Ready to Take On the World
By Neyeah Watson
Beginning at age 4, I had ear pain that caused recurrent infections. My mother, worried, took me to multiple ear specialists, the fourth of whom warned these infections could result in a conductive hearing loss. At 7, I underwent a successful corrective ear surgery that eliminated my infections almost entirely. Though my hearing has been salvaged, I still endure frequent sinus infections and ear pain that require monitoring.
My personal experience makes me grateful Hearing Health Foundation (HHF) has long been a vocal advocate for early intervention for babies and children with hearing loss. HHF’s primary focus is on advancing hearing loss research to find new treatments, and I look forward to what will one day be medically possible for my aunt and grandmother who live with bilateral moderate sensorineural hearing loss.

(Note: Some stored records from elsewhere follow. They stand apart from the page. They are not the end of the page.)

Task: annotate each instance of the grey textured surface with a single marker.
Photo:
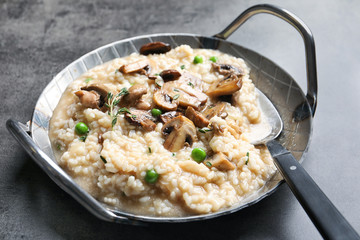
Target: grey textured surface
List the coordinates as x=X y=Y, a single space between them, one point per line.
x=39 y=38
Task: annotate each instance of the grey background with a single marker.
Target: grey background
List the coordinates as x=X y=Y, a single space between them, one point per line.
x=40 y=38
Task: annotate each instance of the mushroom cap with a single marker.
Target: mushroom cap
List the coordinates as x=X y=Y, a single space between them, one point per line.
x=141 y=66
x=140 y=118
x=198 y=119
x=164 y=101
x=180 y=132
x=221 y=162
x=225 y=86
x=231 y=82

Because affordable direct patient services are needed to put HHF’s research findings into practice, I’m also greatly appreciative of organizations like The Sound Start Babies Foundation for Deaf and Hard of Hearing Children, a New Jersey nonprofit that exists to support families of babies with hearing loss during the most critical years of brain development. Public funding in the state covers only about one third of the costs needed for early intervention, and The Sound Start Babies Foundation goal is for all families to have access to this quality of care, regardless of their ability to pay.
The Sound Start Babies Foundation was founded as Lake Drive Foundation in 1997 by community volunteers and parents of children with hearing loss in Mountain Lakes, New Jersey. Inspired by the foundation’s history and mission, I was eager to interview a few representatives from the organization, Jessica Griffin and Kayley Mayer, who make this work possible.
Griffin, who is President, discovered Sound Start Babies™️ when her son, Ian, was born profoundly deaf. Sound Start Babies™️ was Ian’s early intervention provider and greatly helped her family through his hearing loss journey, which included his cochlear implantation at 10 months. In gratitude, Griffin joined the volunteer Board of Trustees in 2014 and was appointed President after two years of service.
Kayley Mayer is a Teacher of the Deaf and Program Coordinator. She began working for the Sound Start Babies™️ program in 2010, the first year the full-day, inclusive nursery program opened up. For her first eight years, she taught in a nursery classroom and provided home-based services for children with hearing loss and their families. Now, she is teaching in the classroom, providing family training to families, and working on programming development. Although Mayer, unlike Griffin, does not have a personal connection to hearing loss, she finds fulfillment in the progress that families gain in their short time with program.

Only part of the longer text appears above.